A. BACK HAS FAILED TO STATE A CLAIM FOR BREACH OF AN IMPLIED CONTRACT.

In Bell Atlantic, Inc. v. Twombly, the Court held that a plaintiff must "nudge[] their claims across the line from conceivable to plausible." 550 U.S. at 570. Back alleges that:

73. There was an implied contract between Defendant and Plaintiff.
74. There was a promise and representation that created a reasonable expectation in the mind of Plaintiff that Defendant would follow particular defined and
established personnel procedures regarding training and treatment of Plaintiff and Defendant's employees in general.
75. An employer-employee relationship was controlled by a policy and procedural manual.
76. Despite multiple requests, Defendant refused to provide Plaintiff with ConocoPhillips Policy and Procedure Manual.
77. The actions of Defendant were willful, wanton, reckless disregard of the Plaintiff and of Public Policy which should be deterred in the future.
Complaint ¶¶ 73-77, at 9. A "'plain statement' of the claim showing a plaintiff is entitled to relief is necessary to provide defendants 'fair notice of what the claim is and the grounds upon which it rests.'" Gray v. Univ. of Colo. Hosp. Auth., 672 F.3d 909, 921 n.9 (10th Cir. 2012). Although a plaintiff is not required to attach a copy of the documents constituting the alleged contract, see Supermedia LLC v.
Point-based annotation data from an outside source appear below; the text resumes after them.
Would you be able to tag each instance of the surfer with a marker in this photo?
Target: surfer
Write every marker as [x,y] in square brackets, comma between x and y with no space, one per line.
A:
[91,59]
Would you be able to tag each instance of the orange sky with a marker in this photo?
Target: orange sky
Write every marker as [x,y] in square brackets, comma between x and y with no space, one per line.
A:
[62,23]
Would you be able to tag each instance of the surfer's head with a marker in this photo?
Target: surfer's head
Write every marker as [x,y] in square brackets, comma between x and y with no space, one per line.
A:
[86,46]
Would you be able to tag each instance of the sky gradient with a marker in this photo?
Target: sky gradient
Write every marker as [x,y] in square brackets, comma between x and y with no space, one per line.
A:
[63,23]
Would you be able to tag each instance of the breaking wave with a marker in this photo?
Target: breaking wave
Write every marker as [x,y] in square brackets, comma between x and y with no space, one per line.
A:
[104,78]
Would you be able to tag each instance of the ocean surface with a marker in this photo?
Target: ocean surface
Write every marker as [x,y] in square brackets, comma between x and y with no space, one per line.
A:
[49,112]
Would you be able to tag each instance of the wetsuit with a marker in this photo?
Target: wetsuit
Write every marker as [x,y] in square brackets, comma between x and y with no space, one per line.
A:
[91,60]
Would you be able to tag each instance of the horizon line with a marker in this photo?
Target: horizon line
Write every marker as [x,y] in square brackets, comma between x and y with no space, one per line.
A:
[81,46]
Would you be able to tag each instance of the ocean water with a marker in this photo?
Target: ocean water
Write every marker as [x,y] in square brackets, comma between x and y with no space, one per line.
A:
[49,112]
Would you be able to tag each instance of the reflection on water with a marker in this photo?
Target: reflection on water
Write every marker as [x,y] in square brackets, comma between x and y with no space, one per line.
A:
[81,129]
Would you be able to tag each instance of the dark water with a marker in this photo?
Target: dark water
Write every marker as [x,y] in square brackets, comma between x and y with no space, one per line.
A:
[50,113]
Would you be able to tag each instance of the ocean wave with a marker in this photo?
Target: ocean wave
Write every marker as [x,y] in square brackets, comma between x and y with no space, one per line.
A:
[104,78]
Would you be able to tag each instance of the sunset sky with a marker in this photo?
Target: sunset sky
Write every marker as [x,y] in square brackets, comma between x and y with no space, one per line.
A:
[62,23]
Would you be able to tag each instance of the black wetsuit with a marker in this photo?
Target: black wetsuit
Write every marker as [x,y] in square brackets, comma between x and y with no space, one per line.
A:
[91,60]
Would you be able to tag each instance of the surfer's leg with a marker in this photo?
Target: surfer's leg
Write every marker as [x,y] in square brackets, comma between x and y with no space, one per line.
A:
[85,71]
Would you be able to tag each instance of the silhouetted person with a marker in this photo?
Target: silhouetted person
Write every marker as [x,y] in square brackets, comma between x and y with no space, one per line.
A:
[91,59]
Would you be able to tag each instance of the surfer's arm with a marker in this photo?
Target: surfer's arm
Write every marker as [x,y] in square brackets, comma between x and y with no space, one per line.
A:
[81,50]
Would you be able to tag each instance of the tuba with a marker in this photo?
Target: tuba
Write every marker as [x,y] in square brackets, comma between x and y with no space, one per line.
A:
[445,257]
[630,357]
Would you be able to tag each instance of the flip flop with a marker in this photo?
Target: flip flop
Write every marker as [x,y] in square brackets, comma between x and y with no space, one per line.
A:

Kantaras & Andreopoulos, No. 9:11-cv-02328-T-17EAJ, 2012 WL 895444, at *4 (M.D. Fla. Mar. 15, 2012)("Defendants did not present this Court with any caselaw or other authority supporting the proposition that when a complaint alleges claims for breach of express contract it should be dismissed or found insufficient if the plaintiff fails to attach the purported written contracts to the complaint."); Jones v. Select Portfolio Servicing, Inc., No. 08-972, 2008 WL 1820935, at *4 (E.D.Pa. Apr. 22, 2008)(citing Mayes v. Local 106, Int'l Union Operating Eng'rs, 739 F.Supp. 744, 748 (N.D.N.Y. 1990)); Lone Star Indus., Inc. v. Nelstad Material Corp., 811 F.Supp. 147, 148 (S.D.N.Y. 1993)("[M]oreover, notice pleading under the Fed. R. Civ. P. 8 permits allegations concerning governing documents even if not attached to the complaint."), the plaintiff must still give the defendant notice of the grounds upon which the claim rests.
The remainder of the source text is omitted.